Dullah

From Ensiklopedia
Dullah - Koleksi Perpustakaan Nasional RI, No. Panggil - L.2362

Dullah adalah seorang seniman terkemuka di Indonesia. Ia lahir di kota Solo pada 19 September 1919. Ibunya bernama Kati, seseorang yang tidak hanya melahirkannya, namun juga mewariskan bakat seni pada anaknya tersebut. Ayah Dullah sendiri bernama Darsoatmojo, seorang pengusaha batik di Solo (Dullah, 1982: 120). Dullah dikenal sebagai pelukis realis dengan corak lukisan yang realistik. Karya-karyanya banyak menampilkan potret wajah dan komposisi banyak orang (Setya R., 2008: 49). Ia juga banyak melukiskan pengalamannya pada masa revolusi Indonesia.
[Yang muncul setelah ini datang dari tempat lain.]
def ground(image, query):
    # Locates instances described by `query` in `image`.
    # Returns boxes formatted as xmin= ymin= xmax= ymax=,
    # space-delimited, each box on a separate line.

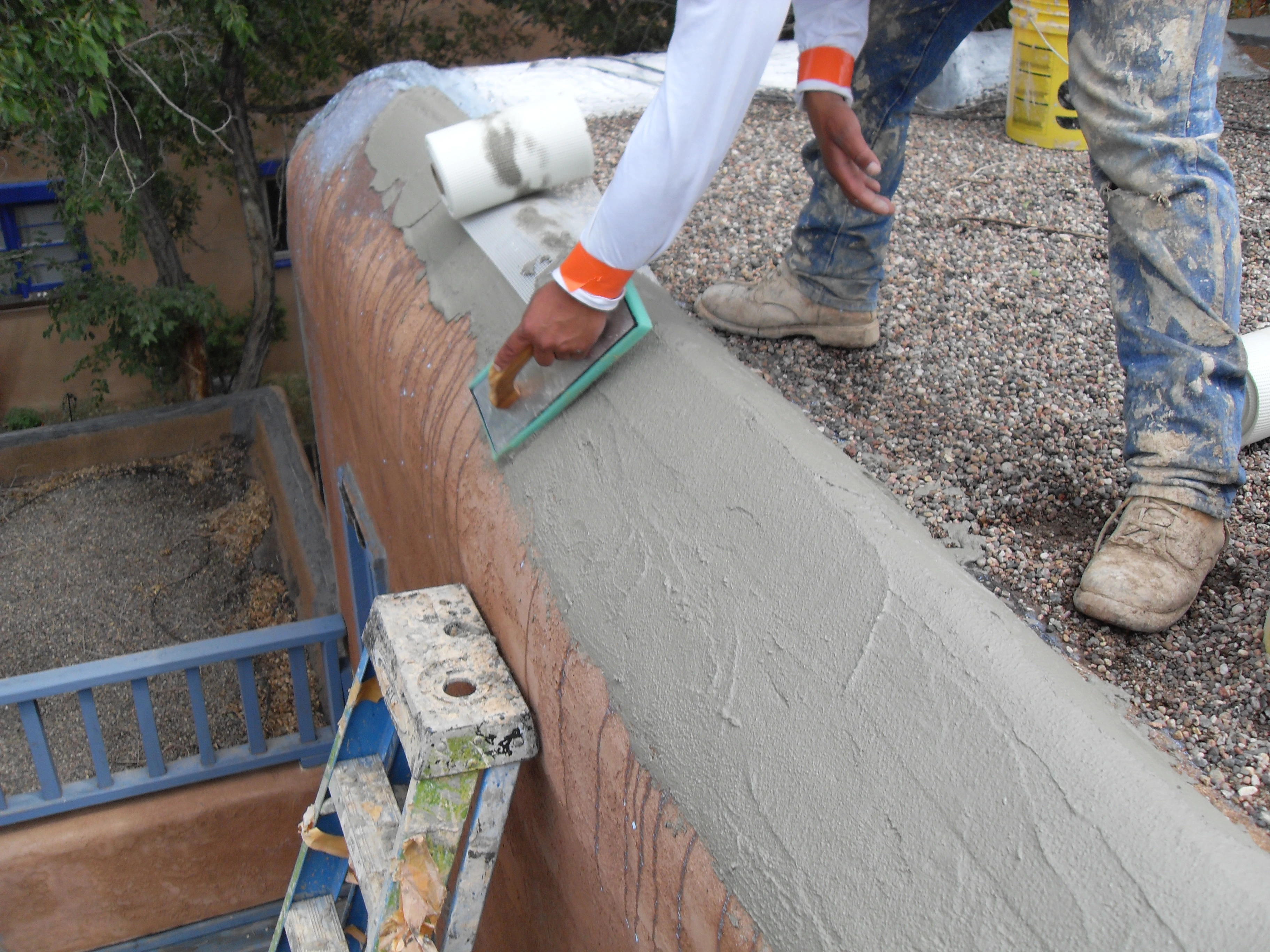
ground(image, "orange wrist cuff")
xmin=560 ymin=241 xmax=635 ymax=298
xmin=798 ymin=46 xmax=856 ymax=89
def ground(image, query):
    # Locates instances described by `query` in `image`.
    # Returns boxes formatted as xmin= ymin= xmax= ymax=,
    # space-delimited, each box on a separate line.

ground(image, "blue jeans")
xmin=787 ymin=0 xmax=1246 ymax=519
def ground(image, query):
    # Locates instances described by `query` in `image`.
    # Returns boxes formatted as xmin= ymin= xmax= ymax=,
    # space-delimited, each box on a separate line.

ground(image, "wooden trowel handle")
xmin=489 ymin=347 xmax=533 ymax=410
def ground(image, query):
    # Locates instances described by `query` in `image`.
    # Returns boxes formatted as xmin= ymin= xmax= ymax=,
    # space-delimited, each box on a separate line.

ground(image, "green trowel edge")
xmin=467 ymin=282 xmax=653 ymax=460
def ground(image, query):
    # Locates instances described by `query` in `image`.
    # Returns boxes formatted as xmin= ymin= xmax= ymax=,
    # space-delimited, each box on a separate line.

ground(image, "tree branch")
xmin=119 ymin=51 xmax=234 ymax=153
xmin=952 ymin=215 xmax=1106 ymax=239
xmin=246 ymin=96 xmax=334 ymax=116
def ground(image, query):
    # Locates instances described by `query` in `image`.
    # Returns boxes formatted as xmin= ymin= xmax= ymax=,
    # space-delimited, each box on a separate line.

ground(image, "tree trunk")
xmin=221 ymin=38 xmax=277 ymax=391
xmin=102 ymin=115 xmax=212 ymax=400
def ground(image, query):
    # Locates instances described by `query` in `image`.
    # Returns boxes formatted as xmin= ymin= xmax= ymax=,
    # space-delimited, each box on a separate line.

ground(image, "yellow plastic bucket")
xmin=1006 ymin=0 xmax=1086 ymax=151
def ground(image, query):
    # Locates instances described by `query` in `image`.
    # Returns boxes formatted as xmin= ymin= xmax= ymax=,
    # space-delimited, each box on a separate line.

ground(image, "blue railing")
xmin=0 ymin=614 xmax=345 ymax=826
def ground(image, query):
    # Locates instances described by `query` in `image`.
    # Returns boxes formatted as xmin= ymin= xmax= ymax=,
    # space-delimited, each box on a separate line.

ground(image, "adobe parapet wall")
xmin=290 ymin=66 xmax=1270 ymax=950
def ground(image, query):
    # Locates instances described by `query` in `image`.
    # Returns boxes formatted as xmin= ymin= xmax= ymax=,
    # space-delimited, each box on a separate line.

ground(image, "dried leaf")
xmin=401 ymin=835 xmax=446 ymax=936
xmin=300 ymin=803 xmax=348 ymax=859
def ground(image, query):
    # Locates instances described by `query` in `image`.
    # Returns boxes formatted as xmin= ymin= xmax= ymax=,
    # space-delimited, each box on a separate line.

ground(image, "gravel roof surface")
xmin=590 ymin=81 xmax=1270 ymax=827
xmin=0 ymin=445 xmax=319 ymax=795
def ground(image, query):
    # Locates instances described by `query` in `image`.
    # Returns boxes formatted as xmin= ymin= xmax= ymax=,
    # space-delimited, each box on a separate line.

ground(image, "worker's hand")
xmin=803 ymin=90 xmax=895 ymax=215
xmin=494 ymin=280 xmax=608 ymax=370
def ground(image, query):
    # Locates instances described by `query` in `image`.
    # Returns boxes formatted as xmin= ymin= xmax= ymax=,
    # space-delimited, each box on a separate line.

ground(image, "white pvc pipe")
xmin=424 ymin=96 xmax=596 ymax=218
xmin=1241 ymin=327 xmax=1270 ymax=445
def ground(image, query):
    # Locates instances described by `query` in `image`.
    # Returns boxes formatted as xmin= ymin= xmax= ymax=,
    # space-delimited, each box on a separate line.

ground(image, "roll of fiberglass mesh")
xmin=1241 ymin=327 xmax=1270 ymax=445
xmin=424 ymin=96 xmax=596 ymax=218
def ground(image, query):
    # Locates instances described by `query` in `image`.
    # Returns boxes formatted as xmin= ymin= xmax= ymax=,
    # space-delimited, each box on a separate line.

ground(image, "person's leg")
xmin=696 ymin=0 xmax=996 ymax=347
xmin=1068 ymin=0 xmax=1246 ymax=631
xmin=786 ymin=0 xmax=997 ymax=311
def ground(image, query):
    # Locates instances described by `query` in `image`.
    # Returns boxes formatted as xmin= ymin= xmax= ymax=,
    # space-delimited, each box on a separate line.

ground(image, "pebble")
xmin=590 ymin=81 xmax=1270 ymax=825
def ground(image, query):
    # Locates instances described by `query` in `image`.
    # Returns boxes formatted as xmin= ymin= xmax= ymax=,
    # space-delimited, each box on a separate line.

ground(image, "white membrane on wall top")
xmin=1242 ymin=327 xmax=1270 ymax=445
xmin=424 ymin=96 xmax=596 ymax=218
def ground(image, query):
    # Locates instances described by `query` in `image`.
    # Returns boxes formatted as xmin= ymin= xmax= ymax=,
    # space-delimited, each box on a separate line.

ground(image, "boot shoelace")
xmin=1093 ymin=496 xmax=1182 ymax=558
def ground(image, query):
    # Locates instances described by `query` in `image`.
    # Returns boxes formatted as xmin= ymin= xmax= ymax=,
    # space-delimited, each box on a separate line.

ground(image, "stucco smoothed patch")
xmin=291 ymin=71 xmax=1270 ymax=950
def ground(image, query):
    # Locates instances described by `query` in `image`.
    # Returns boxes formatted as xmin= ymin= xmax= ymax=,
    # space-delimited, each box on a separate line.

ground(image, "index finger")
xmin=494 ymin=324 xmax=533 ymax=371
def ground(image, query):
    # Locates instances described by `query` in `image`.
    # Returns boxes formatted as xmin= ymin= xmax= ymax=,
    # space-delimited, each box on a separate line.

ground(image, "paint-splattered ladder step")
xmin=286 ymin=896 xmax=348 ymax=952
xmin=330 ymin=756 xmax=401 ymax=909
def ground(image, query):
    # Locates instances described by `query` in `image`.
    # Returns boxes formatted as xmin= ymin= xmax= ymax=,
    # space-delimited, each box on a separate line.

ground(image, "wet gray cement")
xmin=321 ymin=75 xmax=1270 ymax=950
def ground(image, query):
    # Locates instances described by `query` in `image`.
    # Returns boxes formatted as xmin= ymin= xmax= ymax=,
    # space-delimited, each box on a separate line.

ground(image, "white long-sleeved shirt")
xmin=554 ymin=0 xmax=869 ymax=310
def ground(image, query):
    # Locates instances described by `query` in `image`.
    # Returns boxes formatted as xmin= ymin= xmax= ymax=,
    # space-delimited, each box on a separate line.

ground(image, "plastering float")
xmin=427 ymin=98 xmax=651 ymax=460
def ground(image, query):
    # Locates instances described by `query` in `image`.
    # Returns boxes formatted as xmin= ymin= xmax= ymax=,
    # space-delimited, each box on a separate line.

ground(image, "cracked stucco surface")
xmin=332 ymin=78 xmax=1270 ymax=950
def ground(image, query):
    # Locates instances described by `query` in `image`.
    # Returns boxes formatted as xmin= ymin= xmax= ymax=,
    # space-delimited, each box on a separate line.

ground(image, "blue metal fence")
xmin=0 ymin=614 xmax=345 ymax=826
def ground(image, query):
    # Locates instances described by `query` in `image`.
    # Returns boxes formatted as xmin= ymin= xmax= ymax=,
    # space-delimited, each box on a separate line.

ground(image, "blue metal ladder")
xmin=271 ymin=585 xmax=539 ymax=952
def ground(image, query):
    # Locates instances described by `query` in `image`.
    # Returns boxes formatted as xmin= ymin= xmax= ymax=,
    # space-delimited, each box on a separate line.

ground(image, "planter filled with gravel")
xmin=0 ymin=390 xmax=335 ymax=795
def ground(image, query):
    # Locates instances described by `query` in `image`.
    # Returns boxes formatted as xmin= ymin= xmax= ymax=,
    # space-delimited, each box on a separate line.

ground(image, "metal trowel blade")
xmin=470 ymin=301 xmax=636 ymax=460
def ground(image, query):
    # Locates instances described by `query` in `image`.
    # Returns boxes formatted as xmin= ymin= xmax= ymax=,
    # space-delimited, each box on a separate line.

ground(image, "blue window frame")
xmin=0 ymin=182 xmax=89 ymax=300
xmin=257 ymin=159 xmax=291 ymax=268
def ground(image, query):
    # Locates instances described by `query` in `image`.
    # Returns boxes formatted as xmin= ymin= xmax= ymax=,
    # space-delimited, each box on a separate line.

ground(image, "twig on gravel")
xmin=952 ymin=215 xmax=1106 ymax=239
xmin=1222 ymin=121 xmax=1270 ymax=136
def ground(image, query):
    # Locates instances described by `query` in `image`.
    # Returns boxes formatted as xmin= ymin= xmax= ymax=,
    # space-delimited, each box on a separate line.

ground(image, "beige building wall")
xmin=0 ymin=137 xmax=304 ymax=415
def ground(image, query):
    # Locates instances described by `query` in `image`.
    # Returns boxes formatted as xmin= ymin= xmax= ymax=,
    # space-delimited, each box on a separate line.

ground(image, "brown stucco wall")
xmin=290 ymin=101 xmax=763 ymax=952
xmin=0 ymin=765 xmax=321 ymax=952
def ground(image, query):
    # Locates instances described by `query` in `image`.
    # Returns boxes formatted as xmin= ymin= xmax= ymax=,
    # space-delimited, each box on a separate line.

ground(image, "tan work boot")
xmin=1073 ymin=496 xmax=1225 ymax=632
xmin=697 ymin=261 xmax=879 ymax=347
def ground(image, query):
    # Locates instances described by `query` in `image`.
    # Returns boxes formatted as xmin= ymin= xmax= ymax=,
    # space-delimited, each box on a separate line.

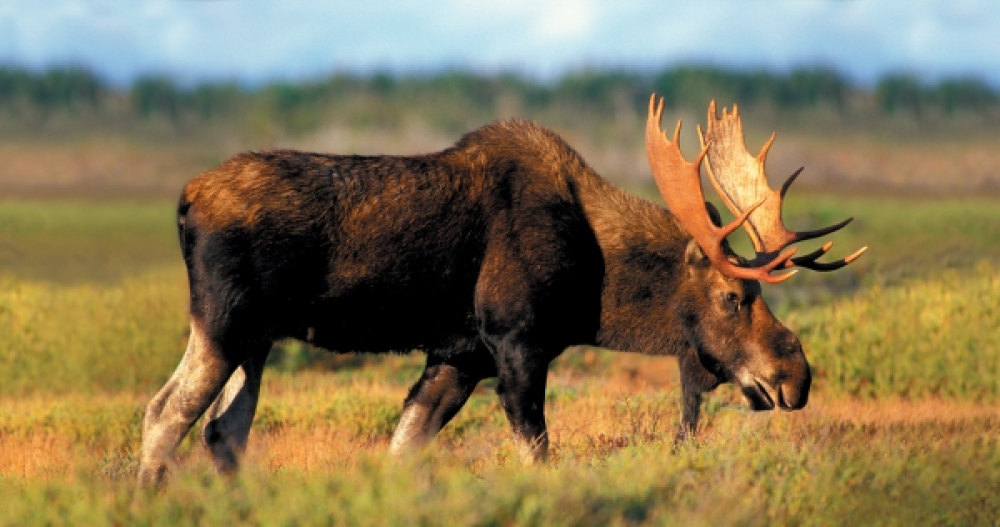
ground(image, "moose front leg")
xmin=674 ymin=384 xmax=701 ymax=443
xmin=202 ymin=343 xmax=270 ymax=474
xmin=674 ymin=349 xmax=721 ymax=443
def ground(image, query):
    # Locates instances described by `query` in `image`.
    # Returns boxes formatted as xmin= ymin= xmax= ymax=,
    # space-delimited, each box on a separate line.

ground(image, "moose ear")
xmin=684 ymin=238 xmax=708 ymax=266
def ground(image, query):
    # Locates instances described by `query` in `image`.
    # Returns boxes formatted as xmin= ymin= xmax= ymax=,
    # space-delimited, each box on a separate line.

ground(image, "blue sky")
xmin=0 ymin=0 xmax=1000 ymax=86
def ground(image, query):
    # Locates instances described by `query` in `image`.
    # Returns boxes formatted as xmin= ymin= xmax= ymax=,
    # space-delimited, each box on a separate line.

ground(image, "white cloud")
xmin=0 ymin=0 xmax=1000 ymax=83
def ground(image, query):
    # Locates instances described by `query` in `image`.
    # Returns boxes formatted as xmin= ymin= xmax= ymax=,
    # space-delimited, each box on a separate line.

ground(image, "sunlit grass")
xmin=0 ymin=197 xmax=1000 ymax=525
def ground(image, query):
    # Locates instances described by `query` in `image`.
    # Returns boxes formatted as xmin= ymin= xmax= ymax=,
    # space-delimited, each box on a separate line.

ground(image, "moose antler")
xmin=646 ymin=94 xmax=795 ymax=283
xmin=698 ymin=101 xmax=868 ymax=271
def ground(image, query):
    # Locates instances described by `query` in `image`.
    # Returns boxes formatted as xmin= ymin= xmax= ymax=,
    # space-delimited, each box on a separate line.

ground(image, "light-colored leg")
xmin=202 ymin=348 xmax=268 ymax=473
xmin=139 ymin=320 xmax=235 ymax=487
xmin=389 ymin=364 xmax=479 ymax=455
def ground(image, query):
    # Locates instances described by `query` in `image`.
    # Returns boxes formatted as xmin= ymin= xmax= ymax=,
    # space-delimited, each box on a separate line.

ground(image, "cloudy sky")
xmin=0 ymin=0 xmax=1000 ymax=86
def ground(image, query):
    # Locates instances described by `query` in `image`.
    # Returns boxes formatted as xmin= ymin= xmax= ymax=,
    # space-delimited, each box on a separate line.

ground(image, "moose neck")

Lukisan Dullah “Potret Diri”. Sumber: Agus Dermawan T, 2020: 3

S. Sudjojono dan Affandi adalah guru Dullah dalam melukis. Perkenalan Dullah dengan dunia seni rupa dan pergerakan sendiri dimulai pada masa Jepang. Saat itu ia bergabung dalam Poetra (Poesat Tenaga Rakjat) untuk mengurusi bagian seni rupa, bersama Sudjojono, Agus Djaya, Basoeki Abdullah, dan tokoh-tokoh seniman lainnya (Dermawan T., 2004: 49). Setelah Poetra dibubarkan, Dullah menjadi bagian dalam Keimin Bunka Sidhoso, pusat kebudayaan buatan Jepang. Lembaga tersebut didirikan pada 1 April 1943 untuk mendukung propaganda Asia Timur Raya melalui bidang seni, baik seni rupa, film dan drama, sastra hingga seni tari dan suara (NN, 1942: 8-9).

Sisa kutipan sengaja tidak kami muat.